You don't want a primary key where the values are subject to change. What happens when someone changes his/her name? When someone moves?
Person should not be the primary key in Purchases. Are you only allowing someone to make one purchase?
As noted initially, how you generate such a column varies by database; identity happens to be the way that SQL Server does this.
You probably want to assign a unique ID to each person, not relying on their name to be unique or for an address to be required. That ID will be your Primary key and foreign key.

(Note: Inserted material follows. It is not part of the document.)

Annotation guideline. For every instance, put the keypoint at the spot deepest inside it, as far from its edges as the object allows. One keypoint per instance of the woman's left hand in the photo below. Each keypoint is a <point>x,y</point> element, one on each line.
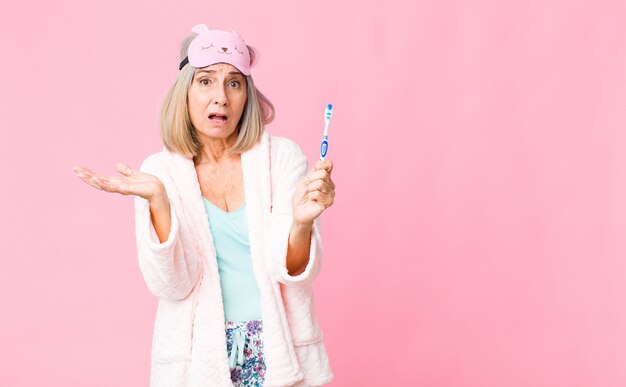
<point>314,194</point>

Your purchase table should also have its own id for its primary key -- otherwise because primary keys must be unique, each person can only have one purchase.
CREATE TABLE Person (
id serial NOT NULL,
First_Name varchar(20) NOT NULL,
Name varchar(20) NOT NULL,
Address varchar(50) NOT NULL,
PRIMARY KEY (id));
CREATE TABLE Purchase (
id serial NOT NULL,
No_Installments int,
Rate int,
Person int NOT NULL,
FOREIGN KEY (Person) REFERENCES Person (id),
PRIMARY KEY (id));

SQL Multiple Foreign Keys as Primary Keys

If I declare the table below does it implicitly imply that both the foreign keys make a unique primary key or do I need to do something more to make both attributes as a primary key?
CREATE TABLE Report_has_Items
(
ReportID int REFERENCES Report(ReportID) NOT NULL,
ItemID int REFERENCES Item(ItemID) NOT NULL
)
Essentially both attributes which are foreign keys from other tables, together would form a unique key.
No it doesn't. The above table has no primary key. If you want to use the fields as a primary key use:
CREATE TABLE Report_has_Items(
ReportID int REFERENCES Report(ReportID) NOT NULL,
ItemID int REFERENCES Item(ItemID) NOT NULL,
PRIMARY KEY (ReportID, ItemID)
)
or something similar depending on your sql dilect.
Let's name our constraints, eh?
CREATE TABLE dbo.Report_has_Items(
ReportID int NOT NULL,
CONSTRAINT [FK_RHI_Report] (ReportId) REFERENCES dbo.Report(ReportID),
ItemID int NOT NULL,
Constraint [FK_RHI_Item] (ItemId) REFERENCES dbo.Item(ItemID),
CONSTRAINT [PK_RHI] PRIMARY KEY (ReportID, ItemID)
)
I am not sure i understand your question completely but i assume you are trying to create a composite primary key (primary key with more than one attribute). You could do the following.
CREATE TABLE Report_has_Items(
ReportID int references Report(ReportID),
ItemID int references Item(ItemID),
PRIMARY KEY (ReportID , ItemID )
);
Note:The pair (ReportID , ItemID ) must then be unique for the table and neither value can be NULL.